What do you suppose Fred McGriff is thinking about the election of David Ortiz to the Baseball Hall of Fame?

Because McGriff is that kind of guy, he’s probably feeling gracious. Still, given the similarity in their numbers, you could hardly blame McGriff if he wondered why Ortiz is in the Hall and he still needs a ticket.

Ortiz was elected Tuesday in his first year of eligibility with 77.9 percent of the vote. McGriff, who played from 1986 through 2004, lasted a full decade on the ballot and, in his best year, got barely half that percentage. He peaked in 2019, his final year of eligibility, at just 39.8 percent.

Considering only the numbers, that’s just mystifying.

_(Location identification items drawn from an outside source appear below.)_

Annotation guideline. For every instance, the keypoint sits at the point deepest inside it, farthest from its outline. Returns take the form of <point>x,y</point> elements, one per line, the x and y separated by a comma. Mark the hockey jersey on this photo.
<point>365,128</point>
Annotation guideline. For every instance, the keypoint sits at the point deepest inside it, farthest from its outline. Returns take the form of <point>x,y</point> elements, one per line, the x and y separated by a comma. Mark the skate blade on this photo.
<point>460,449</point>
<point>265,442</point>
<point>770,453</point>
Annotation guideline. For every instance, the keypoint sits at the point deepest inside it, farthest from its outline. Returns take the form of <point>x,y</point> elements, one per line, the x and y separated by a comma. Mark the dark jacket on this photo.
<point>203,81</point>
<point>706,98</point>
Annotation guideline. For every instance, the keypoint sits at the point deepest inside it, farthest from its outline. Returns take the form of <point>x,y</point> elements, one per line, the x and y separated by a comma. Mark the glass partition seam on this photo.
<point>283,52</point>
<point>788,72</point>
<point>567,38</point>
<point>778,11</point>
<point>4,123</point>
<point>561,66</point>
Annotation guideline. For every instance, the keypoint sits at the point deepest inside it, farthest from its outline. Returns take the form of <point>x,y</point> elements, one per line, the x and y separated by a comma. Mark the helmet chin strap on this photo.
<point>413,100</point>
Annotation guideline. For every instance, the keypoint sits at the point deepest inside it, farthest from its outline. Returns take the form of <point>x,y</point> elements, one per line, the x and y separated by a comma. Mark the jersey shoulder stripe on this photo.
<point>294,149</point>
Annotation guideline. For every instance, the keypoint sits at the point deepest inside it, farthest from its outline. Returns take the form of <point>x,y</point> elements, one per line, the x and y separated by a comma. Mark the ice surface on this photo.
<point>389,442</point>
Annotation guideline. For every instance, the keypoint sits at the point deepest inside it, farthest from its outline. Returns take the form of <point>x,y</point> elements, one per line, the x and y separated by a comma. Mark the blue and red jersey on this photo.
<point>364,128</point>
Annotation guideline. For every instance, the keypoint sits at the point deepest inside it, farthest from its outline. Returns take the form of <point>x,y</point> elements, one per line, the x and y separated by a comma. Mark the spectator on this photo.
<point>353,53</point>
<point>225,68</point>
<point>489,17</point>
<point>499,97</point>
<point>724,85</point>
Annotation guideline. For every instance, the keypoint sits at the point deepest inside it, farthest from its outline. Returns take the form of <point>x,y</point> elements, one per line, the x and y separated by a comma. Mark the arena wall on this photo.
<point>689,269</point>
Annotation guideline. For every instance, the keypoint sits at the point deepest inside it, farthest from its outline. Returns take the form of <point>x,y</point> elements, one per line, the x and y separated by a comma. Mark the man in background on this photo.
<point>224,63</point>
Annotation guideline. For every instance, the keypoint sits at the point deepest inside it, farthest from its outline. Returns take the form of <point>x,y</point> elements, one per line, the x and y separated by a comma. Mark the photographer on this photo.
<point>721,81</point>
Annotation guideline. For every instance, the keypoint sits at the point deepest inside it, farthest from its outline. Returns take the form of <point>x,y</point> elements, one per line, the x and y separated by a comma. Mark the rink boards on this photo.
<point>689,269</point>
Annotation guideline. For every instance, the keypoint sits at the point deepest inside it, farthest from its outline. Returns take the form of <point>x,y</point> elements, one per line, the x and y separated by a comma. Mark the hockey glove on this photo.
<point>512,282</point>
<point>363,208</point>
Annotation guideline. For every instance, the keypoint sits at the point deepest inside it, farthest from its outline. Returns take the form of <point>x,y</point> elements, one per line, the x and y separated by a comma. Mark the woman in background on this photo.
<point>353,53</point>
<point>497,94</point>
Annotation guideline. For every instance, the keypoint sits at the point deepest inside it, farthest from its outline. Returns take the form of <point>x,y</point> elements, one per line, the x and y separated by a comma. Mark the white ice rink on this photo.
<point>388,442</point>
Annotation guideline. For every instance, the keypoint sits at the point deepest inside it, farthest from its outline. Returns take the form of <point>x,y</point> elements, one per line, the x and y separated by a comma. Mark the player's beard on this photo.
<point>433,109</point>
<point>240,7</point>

Here is a comparison of the career stat lines of Fred McGriff and David Ortiz

                                Hits        HR          BA       OBP        SLG       WAR

Ortiz                      2,472     541       .286      .380      .552        52.7

McGriff                 2,490     493       .284      .377      .509        52.6

Ortiz’s only statistical advantage of significance lies in his 48 additional home runs, the better slugging average being a byproduct of that.

McGriff actually had a few more hits, and the two players’ career batting and on base averages, as well as their career WARs, are virtually identical.

In fact, their stats are so similar that Baseball Reference lists McGriff as the second-most comparable player to Ortiz, and Ortiz as the fifth-most comparable to McGriff.

Let the record also show that while Ortiz made all but 180 of his 2,275 career starts as a DH, McGriff played 2,239 of his 2,382 games at a defensive position, first base.

Almost all of McGriff’s playing time unfolded prior to the development of modern statistical measures for judging defense. However, it’s worth noting that he was considered by peers a first-rate first baseman, with consistently above-average range factors and fielding averages.

In the run-up to the announcement of the 2022 voting results, many also cited Ortiz’s exceptional postseason numbers as supportive of his candidacy. There’s a reason for that: Ortiz was a career .289 October hitter. He batted .387 in the 2004 World Series and .688 in the 2013 World Series, when he was named MVP.

But McGriff could hold his own in the big moments. In five postseasons, he hit .303 with 10 home runs and 37 RBI with a .917 postseason OPS. He hit .300 in the 1996 World Series against the New York Yankees. That may not be up to Ortiz’ .947 career postseason OPS, but it’s pretty dang good.

An honest consideration of the difference between Ortiz’s 77 percent and McGriff’s 39 percent vote totals starts with one word: personality. Everybody loved the effusive Big Papi. McGriff was, by comparison, a monk. It’s not that he hated the media; he just didn’t express himself much.

In other words, voters penalized him for going about his business very, very well.

McGriff also managed something phenomenal for his time: he existed as a power hitter throughout the entire 1990s without once being tied to PEDs. You can’t say the same thing about Ortiz.

You like David Ortiz for the Hall of Fame? Fine. But then don’t you have to like Fred McGriff as well?